'A Different Man' is an absurdist yet ambitious take on the power of our looks
Even Sebastian Stan can feel jealousy towards a deformed man.
Looks aren’t everything, but they soak up a lot of moisture in the room regardless of the weight we give them. They’re what we’re born into and face the rest of the world with, an image to cast out a perception about our personality. The likeness of one’s face and their body image cast a long shadow on someone, making it feel like the entirety of what they offer exists in a passing glance.
For Edward (Sebastian Stan), people’s first look at him always carries an ounce of pity and a handful of contempt. Deformed with only one full eye’s worth of vision, Edward is a working actor who doesn’t venture far out of his shell to connect with others due to his appearance. When you hear the cackles and comments right after you pass someone, the verdict is in for someone like Edward, even if the reality may be different.

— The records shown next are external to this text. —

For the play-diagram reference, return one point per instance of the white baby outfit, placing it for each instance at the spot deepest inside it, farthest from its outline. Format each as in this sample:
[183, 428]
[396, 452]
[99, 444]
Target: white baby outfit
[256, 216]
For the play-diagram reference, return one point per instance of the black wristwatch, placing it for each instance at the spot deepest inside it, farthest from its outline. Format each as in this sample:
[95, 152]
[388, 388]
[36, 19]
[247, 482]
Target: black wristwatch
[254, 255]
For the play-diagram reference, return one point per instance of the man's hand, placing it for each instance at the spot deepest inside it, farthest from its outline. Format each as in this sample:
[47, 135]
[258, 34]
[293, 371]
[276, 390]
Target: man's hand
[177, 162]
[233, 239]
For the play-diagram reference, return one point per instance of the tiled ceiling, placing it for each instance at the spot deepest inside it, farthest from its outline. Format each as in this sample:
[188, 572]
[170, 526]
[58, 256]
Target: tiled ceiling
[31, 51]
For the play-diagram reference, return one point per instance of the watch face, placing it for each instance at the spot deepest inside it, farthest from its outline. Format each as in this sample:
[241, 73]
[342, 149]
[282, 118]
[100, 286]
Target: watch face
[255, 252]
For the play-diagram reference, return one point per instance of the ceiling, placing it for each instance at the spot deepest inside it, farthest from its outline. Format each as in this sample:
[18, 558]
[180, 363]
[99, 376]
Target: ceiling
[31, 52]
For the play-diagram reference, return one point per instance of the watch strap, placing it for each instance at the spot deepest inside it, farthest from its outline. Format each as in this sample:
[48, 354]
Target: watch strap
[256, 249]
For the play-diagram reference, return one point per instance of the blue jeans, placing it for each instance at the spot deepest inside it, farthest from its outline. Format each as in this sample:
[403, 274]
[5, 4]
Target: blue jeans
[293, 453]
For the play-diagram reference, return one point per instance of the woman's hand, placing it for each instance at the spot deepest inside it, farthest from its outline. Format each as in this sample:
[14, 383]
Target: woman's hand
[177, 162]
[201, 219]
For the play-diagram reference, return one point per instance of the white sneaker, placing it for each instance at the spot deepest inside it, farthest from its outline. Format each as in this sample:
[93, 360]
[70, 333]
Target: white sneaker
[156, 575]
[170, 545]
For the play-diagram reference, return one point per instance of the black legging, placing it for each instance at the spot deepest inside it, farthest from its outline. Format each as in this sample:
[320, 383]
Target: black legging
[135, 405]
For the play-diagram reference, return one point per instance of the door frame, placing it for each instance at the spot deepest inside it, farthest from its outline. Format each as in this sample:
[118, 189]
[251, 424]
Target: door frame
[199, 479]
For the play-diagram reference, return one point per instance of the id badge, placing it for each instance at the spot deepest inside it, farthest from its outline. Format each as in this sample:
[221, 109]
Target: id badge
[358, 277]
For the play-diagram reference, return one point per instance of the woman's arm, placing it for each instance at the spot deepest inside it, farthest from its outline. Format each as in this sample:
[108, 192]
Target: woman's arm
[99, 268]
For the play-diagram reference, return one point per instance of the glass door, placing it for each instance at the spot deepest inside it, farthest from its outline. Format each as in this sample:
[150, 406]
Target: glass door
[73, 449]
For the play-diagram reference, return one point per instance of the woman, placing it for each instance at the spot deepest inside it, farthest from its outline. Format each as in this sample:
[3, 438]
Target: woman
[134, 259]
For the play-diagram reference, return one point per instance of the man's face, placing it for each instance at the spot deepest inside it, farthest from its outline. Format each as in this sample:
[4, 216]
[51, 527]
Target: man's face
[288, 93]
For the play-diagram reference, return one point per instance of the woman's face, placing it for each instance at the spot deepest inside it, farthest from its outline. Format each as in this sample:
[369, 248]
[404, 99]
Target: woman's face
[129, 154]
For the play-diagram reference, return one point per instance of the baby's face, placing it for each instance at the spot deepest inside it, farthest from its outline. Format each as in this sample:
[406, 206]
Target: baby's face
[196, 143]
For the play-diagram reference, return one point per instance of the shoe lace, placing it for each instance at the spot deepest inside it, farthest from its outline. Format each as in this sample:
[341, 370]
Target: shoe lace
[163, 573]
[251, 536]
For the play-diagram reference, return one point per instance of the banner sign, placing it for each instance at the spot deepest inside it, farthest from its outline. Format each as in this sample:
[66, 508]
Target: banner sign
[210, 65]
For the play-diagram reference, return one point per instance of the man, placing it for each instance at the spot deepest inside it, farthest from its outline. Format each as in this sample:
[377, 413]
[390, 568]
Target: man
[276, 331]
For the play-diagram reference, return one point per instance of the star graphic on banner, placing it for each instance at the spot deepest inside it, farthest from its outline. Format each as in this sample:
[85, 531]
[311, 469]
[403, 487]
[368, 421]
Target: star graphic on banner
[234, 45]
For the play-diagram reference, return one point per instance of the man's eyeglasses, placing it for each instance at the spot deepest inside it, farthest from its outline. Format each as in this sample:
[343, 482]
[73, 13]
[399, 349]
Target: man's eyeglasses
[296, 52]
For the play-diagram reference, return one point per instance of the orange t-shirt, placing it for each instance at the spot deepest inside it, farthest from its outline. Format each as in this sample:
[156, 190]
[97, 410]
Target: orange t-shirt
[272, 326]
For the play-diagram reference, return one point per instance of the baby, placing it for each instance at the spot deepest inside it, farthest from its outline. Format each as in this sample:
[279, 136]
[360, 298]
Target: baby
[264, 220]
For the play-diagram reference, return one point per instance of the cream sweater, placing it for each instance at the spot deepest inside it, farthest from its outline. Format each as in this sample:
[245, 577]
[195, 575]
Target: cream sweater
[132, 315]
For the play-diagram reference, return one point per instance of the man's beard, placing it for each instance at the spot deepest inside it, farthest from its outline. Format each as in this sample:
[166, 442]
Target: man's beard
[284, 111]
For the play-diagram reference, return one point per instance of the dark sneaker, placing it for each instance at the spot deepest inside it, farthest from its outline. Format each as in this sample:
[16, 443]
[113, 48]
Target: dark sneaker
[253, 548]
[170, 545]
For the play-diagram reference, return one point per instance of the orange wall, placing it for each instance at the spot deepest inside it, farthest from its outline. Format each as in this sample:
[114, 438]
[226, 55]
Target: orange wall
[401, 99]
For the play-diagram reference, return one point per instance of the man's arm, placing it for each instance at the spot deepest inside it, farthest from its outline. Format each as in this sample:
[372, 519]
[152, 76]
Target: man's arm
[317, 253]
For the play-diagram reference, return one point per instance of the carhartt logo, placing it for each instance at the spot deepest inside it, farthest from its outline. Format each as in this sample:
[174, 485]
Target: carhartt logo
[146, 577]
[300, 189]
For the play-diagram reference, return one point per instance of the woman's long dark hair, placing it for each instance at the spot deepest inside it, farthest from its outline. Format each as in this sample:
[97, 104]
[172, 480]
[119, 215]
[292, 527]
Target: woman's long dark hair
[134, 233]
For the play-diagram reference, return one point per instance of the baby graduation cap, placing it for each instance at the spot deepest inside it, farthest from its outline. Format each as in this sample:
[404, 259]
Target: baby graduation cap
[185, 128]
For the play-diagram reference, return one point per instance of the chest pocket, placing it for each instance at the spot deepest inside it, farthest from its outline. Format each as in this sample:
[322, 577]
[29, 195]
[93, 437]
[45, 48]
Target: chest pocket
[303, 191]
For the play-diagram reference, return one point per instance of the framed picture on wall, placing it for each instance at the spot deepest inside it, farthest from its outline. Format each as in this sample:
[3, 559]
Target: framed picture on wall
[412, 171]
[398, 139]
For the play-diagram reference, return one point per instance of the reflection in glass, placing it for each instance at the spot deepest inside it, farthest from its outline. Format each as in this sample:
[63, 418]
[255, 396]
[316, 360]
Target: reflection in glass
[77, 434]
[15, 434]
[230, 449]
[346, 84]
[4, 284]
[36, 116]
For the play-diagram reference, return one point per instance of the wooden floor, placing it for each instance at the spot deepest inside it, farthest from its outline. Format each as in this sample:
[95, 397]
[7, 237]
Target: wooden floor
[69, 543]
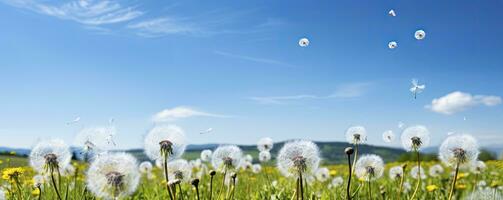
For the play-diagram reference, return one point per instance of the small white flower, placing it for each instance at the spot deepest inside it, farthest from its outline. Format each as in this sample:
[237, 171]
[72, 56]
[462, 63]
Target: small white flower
[436, 170]
[356, 135]
[113, 176]
[414, 138]
[396, 172]
[226, 157]
[459, 149]
[256, 168]
[265, 144]
[49, 154]
[298, 157]
[322, 174]
[369, 167]
[264, 156]
[206, 155]
[415, 171]
[164, 141]
[388, 136]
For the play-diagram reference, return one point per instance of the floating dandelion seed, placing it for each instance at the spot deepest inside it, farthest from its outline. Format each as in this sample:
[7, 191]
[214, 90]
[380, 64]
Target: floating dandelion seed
[303, 42]
[369, 167]
[388, 136]
[392, 13]
[298, 157]
[226, 157]
[165, 142]
[416, 88]
[265, 144]
[459, 150]
[50, 155]
[264, 156]
[113, 176]
[206, 155]
[356, 135]
[419, 34]
[322, 174]
[478, 167]
[416, 172]
[436, 170]
[392, 45]
[396, 172]
[415, 137]
[179, 170]
[256, 168]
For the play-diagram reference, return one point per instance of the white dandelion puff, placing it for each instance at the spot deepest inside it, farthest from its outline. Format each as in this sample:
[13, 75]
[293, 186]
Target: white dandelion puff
[113, 176]
[419, 34]
[396, 172]
[264, 156]
[50, 156]
[226, 157]
[206, 155]
[322, 174]
[165, 142]
[459, 150]
[417, 171]
[179, 170]
[256, 168]
[478, 167]
[356, 135]
[436, 170]
[388, 136]
[369, 167]
[297, 157]
[265, 144]
[414, 138]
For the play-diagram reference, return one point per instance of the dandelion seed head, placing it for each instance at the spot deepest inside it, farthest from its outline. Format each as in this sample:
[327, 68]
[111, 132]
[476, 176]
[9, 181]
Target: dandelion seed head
[145, 167]
[265, 144]
[415, 171]
[322, 174]
[436, 170]
[356, 135]
[206, 155]
[298, 156]
[166, 139]
[179, 169]
[50, 153]
[460, 148]
[396, 172]
[414, 138]
[226, 157]
[256, 168]
[113, 175]
[264, 156]
[388, 136]
[369, 167]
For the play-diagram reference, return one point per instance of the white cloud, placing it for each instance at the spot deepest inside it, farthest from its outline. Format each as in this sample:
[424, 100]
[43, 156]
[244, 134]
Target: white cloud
[88, 12]
[343, 91]
[182, 112]
[460, 101]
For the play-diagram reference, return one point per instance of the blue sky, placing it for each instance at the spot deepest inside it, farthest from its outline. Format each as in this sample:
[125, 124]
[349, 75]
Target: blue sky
[236, 67]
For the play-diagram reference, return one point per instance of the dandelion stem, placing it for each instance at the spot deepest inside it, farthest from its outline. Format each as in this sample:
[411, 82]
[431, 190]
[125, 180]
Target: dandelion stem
[453, 186]
[418, 176]
[54, 183]
[348, 188]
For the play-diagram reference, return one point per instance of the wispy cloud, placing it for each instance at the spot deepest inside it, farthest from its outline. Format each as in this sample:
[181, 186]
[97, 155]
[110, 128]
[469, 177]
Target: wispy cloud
[459, 101]
[343, 91]
[182, 112]
[254, 59]
[87, 12]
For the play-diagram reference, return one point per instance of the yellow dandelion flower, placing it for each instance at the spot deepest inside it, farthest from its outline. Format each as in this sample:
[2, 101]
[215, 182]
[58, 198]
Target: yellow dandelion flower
[431, 188]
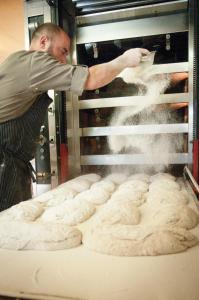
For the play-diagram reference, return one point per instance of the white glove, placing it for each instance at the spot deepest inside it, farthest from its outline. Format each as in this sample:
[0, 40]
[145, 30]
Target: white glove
[132, 57]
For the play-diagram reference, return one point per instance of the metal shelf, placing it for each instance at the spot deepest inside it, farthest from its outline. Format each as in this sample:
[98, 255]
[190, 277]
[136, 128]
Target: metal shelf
[134, 159]
[129, 101]
[135, 130]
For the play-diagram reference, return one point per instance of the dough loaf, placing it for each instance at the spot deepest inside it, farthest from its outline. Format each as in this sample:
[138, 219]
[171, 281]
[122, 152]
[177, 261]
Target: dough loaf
[17, 235]
[118, 213]
[127, 240]
[26, 211]
[71, 212]
[96, 195]
[175, 215]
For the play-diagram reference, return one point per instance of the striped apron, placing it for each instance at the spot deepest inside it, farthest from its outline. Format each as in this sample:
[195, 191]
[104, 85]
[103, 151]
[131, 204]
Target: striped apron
[17, 147]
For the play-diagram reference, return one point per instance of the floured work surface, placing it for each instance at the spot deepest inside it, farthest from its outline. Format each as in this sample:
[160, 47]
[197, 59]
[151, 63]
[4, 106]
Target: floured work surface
[81, 273]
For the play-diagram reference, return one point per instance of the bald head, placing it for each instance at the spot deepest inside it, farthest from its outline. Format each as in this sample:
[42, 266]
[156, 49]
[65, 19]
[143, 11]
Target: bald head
[51, 38]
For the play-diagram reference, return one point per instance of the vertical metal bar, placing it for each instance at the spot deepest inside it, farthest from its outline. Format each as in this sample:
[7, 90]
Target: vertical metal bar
[192, 99]
[73, 125]
[193, 80]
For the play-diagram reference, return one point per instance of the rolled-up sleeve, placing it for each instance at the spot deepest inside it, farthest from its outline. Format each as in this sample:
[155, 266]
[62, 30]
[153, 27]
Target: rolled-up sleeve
[47, 73]
[79, 78]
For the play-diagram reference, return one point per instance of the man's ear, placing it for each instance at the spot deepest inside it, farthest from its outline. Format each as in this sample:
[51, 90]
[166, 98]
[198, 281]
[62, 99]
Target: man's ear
[44, 42]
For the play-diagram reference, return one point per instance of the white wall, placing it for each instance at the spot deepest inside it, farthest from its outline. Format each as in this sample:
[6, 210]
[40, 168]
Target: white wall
[11, 27]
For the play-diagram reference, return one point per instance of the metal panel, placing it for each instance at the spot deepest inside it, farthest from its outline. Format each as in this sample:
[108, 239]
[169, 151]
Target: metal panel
[137, 129]
[132, 28]
[129, 101]
[135, 12]
[132, 159]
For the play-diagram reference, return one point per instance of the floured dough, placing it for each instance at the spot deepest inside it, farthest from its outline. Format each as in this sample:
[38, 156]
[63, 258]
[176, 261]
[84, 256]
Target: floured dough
[164, 184]
[92, 177]
[159, 176]
[122, 195]
[140, 176]
[136, 185]
[71, 212]
[96, 195]
[107, 185]
[17, 235]
[77, 184]
[127, 240]
[24, 211]
[117, 178]
[118, 213]
[167, 197]
[56, 196]
[175, 215]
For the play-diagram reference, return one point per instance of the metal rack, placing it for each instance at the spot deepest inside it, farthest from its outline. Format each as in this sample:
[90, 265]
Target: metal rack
[154, 19]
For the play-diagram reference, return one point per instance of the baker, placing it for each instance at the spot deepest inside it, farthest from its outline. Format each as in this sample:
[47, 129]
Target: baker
[25, 78]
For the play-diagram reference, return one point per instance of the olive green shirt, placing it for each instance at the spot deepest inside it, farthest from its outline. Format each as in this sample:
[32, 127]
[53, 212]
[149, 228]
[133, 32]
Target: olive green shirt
[24, 75]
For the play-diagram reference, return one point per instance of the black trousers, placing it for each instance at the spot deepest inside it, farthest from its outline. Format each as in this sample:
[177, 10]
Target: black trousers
[15, 181]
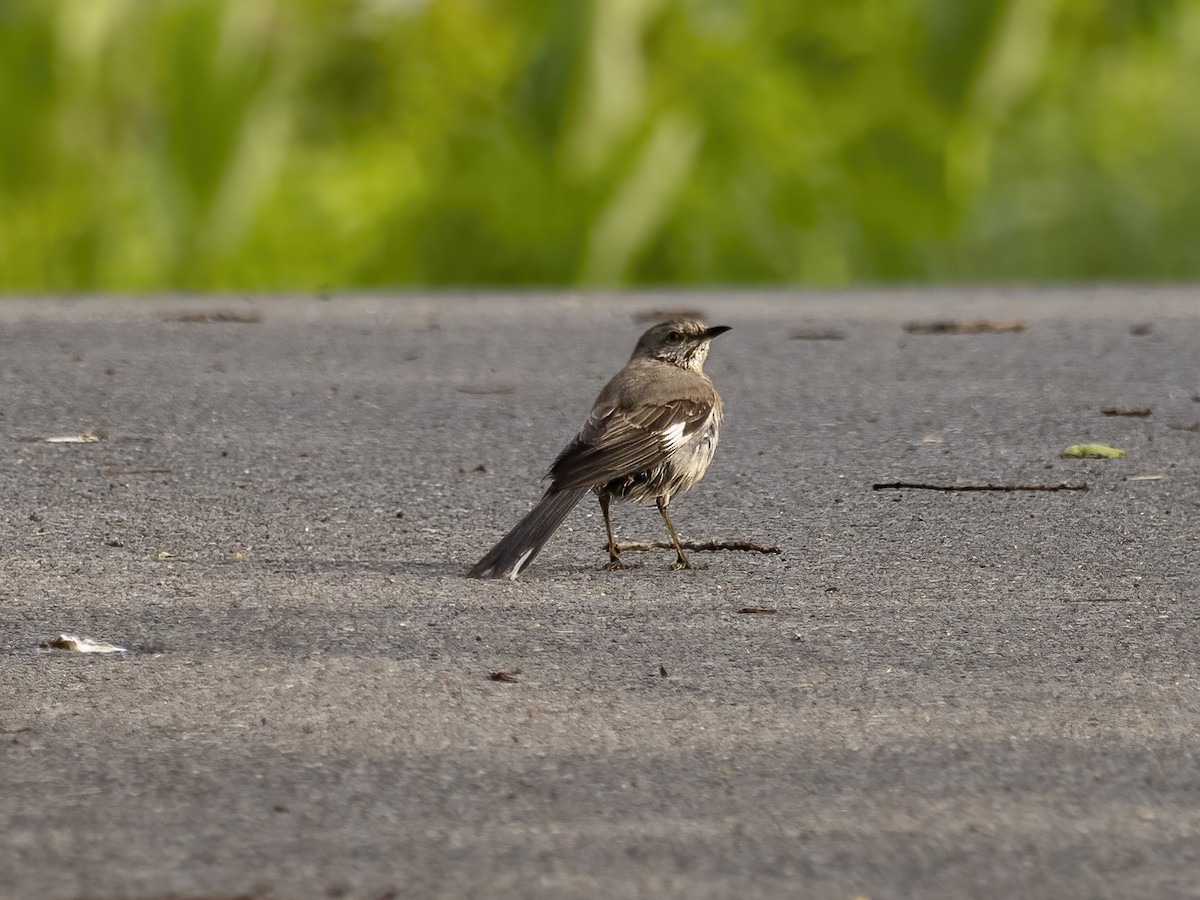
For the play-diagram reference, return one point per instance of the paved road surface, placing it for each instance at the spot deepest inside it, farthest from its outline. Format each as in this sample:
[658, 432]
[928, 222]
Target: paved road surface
[958, 695]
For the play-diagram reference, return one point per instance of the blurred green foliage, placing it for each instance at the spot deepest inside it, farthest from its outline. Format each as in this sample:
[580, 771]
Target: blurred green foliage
[259, 144]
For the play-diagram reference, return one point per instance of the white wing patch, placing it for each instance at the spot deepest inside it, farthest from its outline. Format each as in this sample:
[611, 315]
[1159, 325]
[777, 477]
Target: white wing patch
[672, 436]
[511, 575]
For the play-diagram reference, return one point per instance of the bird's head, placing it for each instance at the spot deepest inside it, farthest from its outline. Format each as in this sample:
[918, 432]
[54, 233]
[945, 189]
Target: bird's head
[682, 342]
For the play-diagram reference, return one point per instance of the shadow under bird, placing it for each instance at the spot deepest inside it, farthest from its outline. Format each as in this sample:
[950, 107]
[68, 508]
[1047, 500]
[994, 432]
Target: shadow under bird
[652, 433]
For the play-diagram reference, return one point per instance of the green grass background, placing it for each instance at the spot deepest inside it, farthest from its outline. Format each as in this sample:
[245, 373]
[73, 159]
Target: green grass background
[309, 144]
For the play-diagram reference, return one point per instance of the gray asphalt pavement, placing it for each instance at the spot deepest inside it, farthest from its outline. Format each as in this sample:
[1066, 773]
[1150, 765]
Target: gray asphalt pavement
[958, 694]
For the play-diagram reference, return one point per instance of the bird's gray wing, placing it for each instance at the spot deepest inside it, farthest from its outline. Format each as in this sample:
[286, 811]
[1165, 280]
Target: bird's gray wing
[616, 442]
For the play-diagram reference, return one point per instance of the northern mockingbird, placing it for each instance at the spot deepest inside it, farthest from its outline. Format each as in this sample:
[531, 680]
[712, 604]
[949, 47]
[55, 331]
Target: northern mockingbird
[652, 433]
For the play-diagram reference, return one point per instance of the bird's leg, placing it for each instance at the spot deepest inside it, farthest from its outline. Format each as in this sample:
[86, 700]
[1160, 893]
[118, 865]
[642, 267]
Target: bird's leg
[613, 555]
[681, 559]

Aaron Schimberg’s A Different Man takes a near science fiction premise and mixes it with an early Woody Allen film aesthetic to offer a dark comedic view on the face and its weighty first impressions. While offering Stan another multi-faceted role to climb into, Schimberg digs away at the human conscience surrounding a fellow human who doesn’t look like most people.
It’s only when an operation and drug is administered that could completely fix Edward, aka make him suddenly look like Sebastian Stan, that he thinks about an actual shot/date with his inquisitive neighbor, Ingrid (Renate Reinsve from The Worst Person in the World). He also finds out how distorted people’s perception towards him can be once he’s a normal-looking fella again. A quick yet non-preachy viewpoint is dished in Schimberg’s film, which runs a long-winded 110 minutes.
The movie works best when it leans into the absurdist comic take on the situation. Seeing Edward, facially revived and mixing into public space, get wild and crazy with a group of sports fans is funny. Seeing his face literally peel off doesn’t stray too far into gross town, because the sequence is played more for laughs than horrors. While the overall tone may fluctuate too much to be a true cohesive force, A Different Man takes chances and collects unexpected laughs and heart from a premise that could have been mishandled.
Credit Alex Pearson, who plays the dashing Oswald, someone who comes into the film about midway and flips everything on its head. After undergoing the procedure to change everything, Edwards finds his paths cross with Oswald, who happens to be deformed exactly like Stan’s character used to be. Yet somehow, Oswald doesn’t experience the society roadblocks and landmines that Edwards once dealt with. A ladies man and better actor, Oswald sees few troubles in life.
Ingrid’s playwright gets to tackle these two different yet oddly similar guys with a twisty interpretation that takes some interesting turns in the second and third acts. You like to see Stan taking these kinds of risks after first breaking onto the scene as a Marvel character. Next up, he’ll portray Donald Trump. Taking the shy Edward on this quietly maddening descent into a modern day Greek tragedy brought out a lot of his range.
A Different Man doesn’t have a LOT going on or a TON to say, and almost loses its way an hour into the movie, but it breaks into new ground with a laidback sensibility that doesn’t mind going to weird places for humor. Performance driven, it has the confidence that its lead lacks. It won’t find too many spots on a year end awards list for me, but that doesn’t make it any less intriguing to watch. If the face-melting doesn’t scare you off, the movie may be up your alley.